In seasons where the longing seems overwhelming, I’ll often sigh and think, “Lord, You know my heart” as the words of a Delirious song pour forth from my lips:
Lord, You have my heart
And I will search for Yours
Jesus, take my life
And lead me on
Every time these words and this melody burst into my consciousness, I wonder at my juxtaposition of “know” in my mind with “have” from my lips.
My mind tells the Lord–and myself–that He knows my heart. He knows what I desire. He knows what captivates me, what make my heart dream. He is familiar with my heart both in its baseness and its nobility.
My lips sing that the Lord has my heart–that my heart is captivated by, consumed with Him.
My mind speak the truth, my mouth what I wish to be the truth.
I close my musings with a resolution and a prayer:
And I will search for Yours
That I will seek His heart is a tacit confession that my heart is not His. I still desire my own gain, my own comfort, my own self. My heart is drawn to a hundred things that aren’t the heart of God.
But I want the heart of God, even if my heart disagrees.
Let my heart be taken prisoner, let it be enslaved.
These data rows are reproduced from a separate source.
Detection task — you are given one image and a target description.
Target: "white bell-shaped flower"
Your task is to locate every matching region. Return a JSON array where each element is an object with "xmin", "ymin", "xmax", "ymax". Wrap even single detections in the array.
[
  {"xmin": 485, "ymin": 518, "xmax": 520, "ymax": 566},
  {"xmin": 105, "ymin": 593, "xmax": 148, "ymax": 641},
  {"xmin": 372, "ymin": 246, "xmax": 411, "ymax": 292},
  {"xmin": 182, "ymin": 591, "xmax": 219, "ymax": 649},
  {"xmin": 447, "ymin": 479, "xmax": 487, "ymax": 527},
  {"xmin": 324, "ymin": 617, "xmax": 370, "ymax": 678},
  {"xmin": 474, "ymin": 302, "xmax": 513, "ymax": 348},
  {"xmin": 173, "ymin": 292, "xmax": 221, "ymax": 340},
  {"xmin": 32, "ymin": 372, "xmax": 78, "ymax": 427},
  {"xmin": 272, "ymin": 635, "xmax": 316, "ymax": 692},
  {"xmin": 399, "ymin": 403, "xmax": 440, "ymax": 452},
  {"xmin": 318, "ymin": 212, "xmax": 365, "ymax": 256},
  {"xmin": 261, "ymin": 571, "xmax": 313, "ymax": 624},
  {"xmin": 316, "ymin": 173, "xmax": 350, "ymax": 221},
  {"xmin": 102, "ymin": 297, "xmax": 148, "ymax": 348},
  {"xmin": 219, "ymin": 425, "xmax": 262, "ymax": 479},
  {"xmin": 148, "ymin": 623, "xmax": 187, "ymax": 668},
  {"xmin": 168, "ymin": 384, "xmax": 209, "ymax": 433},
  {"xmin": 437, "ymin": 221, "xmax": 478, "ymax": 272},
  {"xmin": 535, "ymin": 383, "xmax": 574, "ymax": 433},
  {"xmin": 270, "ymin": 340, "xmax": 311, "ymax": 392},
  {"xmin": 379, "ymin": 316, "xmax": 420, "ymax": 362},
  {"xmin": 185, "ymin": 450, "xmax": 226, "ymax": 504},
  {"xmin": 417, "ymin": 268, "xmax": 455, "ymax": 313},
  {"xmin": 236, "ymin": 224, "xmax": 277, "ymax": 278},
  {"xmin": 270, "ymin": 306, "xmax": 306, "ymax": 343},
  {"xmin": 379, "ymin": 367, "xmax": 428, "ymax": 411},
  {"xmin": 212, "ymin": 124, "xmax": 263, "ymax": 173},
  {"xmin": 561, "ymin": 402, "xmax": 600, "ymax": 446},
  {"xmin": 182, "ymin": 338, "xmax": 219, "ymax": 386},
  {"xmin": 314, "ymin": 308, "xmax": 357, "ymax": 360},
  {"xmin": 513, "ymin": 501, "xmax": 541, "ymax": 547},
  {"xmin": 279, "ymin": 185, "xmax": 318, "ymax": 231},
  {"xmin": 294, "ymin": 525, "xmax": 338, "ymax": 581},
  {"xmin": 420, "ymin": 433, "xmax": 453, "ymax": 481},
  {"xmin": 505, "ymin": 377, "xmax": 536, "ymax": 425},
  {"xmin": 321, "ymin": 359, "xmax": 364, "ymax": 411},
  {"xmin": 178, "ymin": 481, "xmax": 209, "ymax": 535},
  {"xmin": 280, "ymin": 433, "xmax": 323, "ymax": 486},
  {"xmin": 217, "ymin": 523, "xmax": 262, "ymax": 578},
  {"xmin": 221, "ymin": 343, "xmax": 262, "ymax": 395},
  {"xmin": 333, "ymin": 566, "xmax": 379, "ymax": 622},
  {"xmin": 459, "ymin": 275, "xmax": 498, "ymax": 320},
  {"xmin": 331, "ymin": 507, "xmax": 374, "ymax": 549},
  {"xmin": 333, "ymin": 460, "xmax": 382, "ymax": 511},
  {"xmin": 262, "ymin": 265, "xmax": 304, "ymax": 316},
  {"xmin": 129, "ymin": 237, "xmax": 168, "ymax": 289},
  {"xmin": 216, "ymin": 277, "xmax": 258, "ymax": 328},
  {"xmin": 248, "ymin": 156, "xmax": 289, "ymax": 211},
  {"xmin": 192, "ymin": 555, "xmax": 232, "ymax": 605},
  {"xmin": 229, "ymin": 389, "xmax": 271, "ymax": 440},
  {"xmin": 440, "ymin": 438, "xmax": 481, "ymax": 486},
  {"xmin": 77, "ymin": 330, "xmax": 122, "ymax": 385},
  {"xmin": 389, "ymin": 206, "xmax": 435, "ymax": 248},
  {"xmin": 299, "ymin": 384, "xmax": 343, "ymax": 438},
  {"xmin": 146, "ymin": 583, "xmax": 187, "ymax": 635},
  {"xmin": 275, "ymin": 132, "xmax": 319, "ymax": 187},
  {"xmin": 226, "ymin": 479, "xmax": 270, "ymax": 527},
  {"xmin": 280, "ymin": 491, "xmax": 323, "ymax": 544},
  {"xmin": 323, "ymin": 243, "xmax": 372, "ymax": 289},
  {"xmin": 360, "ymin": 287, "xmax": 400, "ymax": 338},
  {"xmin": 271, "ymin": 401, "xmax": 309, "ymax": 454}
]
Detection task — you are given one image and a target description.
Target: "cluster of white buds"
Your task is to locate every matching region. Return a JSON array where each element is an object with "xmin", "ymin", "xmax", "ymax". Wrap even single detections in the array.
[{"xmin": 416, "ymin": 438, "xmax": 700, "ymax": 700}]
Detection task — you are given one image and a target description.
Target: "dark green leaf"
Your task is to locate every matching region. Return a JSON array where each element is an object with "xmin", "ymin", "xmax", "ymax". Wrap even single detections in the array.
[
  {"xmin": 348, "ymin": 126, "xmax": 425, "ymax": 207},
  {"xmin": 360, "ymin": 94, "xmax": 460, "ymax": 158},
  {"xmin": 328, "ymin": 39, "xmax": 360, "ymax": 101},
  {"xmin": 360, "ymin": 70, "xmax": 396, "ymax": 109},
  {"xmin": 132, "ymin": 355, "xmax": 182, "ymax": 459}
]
May my heart forever be behind bars, so long as it is a prisoner to the heart of God.
And with my heart your prisoner, I pray, take my body to be your slave:
Jesus take my heart and lead me on
A confession of a heart gone wickedly astray.
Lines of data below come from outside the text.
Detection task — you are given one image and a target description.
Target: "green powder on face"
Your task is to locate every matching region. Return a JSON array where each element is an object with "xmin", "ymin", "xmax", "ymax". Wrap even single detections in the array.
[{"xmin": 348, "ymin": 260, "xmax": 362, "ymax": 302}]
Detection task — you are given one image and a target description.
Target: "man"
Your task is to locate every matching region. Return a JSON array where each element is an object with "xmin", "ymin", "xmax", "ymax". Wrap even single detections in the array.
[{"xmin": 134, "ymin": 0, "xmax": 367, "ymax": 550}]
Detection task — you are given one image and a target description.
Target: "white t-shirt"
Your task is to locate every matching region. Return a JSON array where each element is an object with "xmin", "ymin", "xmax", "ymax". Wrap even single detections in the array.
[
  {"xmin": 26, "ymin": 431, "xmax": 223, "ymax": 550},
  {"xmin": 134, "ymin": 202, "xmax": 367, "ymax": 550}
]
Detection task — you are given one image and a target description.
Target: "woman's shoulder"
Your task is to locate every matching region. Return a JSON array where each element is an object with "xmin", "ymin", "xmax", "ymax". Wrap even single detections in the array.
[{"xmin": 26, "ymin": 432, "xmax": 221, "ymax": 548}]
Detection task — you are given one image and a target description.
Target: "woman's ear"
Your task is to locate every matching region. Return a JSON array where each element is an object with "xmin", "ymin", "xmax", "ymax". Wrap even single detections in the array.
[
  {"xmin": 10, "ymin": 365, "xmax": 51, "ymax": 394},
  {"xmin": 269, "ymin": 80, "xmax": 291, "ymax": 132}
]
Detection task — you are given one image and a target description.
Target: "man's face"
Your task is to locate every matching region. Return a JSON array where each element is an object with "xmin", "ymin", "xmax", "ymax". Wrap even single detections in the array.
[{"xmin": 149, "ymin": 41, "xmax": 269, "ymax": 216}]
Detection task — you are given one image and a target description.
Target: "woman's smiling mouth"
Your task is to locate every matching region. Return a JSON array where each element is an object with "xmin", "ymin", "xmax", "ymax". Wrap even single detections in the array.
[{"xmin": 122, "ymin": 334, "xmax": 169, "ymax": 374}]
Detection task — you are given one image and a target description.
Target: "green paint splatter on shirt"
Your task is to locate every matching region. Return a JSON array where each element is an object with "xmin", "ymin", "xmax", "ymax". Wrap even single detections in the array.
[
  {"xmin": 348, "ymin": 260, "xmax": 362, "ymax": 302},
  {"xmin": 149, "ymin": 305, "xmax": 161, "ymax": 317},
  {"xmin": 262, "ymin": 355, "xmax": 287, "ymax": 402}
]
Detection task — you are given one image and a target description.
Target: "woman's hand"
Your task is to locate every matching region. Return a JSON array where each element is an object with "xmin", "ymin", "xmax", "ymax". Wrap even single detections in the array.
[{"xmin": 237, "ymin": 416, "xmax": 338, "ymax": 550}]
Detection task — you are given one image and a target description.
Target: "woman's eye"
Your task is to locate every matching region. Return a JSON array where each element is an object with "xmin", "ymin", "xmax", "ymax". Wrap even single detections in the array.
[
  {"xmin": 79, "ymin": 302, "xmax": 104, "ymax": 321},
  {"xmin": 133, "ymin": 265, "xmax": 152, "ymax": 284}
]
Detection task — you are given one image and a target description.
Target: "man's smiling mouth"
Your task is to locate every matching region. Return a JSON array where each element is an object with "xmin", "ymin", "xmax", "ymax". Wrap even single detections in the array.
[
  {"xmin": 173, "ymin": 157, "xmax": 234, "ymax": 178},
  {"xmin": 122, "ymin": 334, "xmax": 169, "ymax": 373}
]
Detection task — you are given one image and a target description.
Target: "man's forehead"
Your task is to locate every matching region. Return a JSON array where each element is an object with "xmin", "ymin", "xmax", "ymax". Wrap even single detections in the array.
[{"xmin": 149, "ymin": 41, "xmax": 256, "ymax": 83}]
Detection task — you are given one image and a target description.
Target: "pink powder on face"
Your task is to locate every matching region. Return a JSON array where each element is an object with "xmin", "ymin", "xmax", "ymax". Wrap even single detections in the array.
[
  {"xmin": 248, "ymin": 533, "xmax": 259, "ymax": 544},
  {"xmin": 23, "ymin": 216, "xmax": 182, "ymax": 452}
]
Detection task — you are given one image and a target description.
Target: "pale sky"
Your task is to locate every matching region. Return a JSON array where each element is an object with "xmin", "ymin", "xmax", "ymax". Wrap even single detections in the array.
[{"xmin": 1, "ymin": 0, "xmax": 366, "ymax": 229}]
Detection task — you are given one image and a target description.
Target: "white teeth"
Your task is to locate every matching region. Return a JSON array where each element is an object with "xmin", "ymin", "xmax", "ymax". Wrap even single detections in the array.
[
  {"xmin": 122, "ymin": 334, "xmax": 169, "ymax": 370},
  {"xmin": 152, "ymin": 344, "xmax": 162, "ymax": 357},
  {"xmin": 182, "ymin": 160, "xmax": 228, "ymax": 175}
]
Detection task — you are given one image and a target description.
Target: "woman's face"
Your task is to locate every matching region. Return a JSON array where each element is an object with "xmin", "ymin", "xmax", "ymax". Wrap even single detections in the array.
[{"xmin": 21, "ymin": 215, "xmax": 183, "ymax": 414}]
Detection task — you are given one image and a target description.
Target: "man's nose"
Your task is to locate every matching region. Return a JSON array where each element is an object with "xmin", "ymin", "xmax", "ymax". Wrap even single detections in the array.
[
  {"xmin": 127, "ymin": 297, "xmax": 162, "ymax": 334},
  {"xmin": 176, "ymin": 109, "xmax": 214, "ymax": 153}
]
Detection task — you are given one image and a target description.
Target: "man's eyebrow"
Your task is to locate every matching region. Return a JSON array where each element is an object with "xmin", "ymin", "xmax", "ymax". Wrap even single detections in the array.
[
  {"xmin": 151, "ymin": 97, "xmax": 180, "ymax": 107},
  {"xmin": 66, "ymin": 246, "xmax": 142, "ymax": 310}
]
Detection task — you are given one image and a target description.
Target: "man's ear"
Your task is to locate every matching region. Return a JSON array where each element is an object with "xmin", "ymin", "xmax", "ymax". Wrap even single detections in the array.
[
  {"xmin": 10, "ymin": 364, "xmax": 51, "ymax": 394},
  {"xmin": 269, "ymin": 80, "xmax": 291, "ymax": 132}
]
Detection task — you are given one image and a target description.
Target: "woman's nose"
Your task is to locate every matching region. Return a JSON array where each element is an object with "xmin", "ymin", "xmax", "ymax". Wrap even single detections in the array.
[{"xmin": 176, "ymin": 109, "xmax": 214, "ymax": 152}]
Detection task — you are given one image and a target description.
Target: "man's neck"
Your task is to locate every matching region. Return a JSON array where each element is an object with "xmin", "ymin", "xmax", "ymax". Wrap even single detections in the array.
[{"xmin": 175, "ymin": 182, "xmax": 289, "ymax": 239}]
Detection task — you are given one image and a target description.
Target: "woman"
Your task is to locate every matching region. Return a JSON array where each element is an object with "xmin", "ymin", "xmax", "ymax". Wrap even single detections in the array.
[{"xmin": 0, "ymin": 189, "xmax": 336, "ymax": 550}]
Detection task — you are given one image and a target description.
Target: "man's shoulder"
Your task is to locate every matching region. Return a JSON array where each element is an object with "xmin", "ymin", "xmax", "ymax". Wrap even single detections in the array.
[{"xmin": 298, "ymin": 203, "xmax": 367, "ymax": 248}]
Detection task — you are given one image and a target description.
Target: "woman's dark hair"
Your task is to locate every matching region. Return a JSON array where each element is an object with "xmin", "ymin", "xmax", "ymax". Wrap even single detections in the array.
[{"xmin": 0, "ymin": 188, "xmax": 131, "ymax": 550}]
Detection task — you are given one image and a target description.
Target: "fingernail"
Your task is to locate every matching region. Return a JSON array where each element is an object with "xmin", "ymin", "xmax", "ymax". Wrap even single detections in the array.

A confession of a soul longing to be disciplined by grace.
A confession of a woman who longs and does not long to be Christ’s slave.
“Batter my heart, three-personed God; for, you
As yet but knock, breathe, shine, and seek to mend;
That I may rise, and stand, o’erthrow me, and bend
Your force, to break, blow, burn, and make me new.
I like a usurped town, to another due,
Labour to admit you, but oh, to no end,
Reason your viceroy in me, me should defend,
But is captived and proves weak or untrue,
Yet dearly’I love you, and would be loved fain,
But am betrothed unto your enemy,
Divorce me, untie, or break that knot again,
Take me to you, imprison me, for I
Except you enthral me, never shall be free,
Nor ever chaste, except you ravish me.”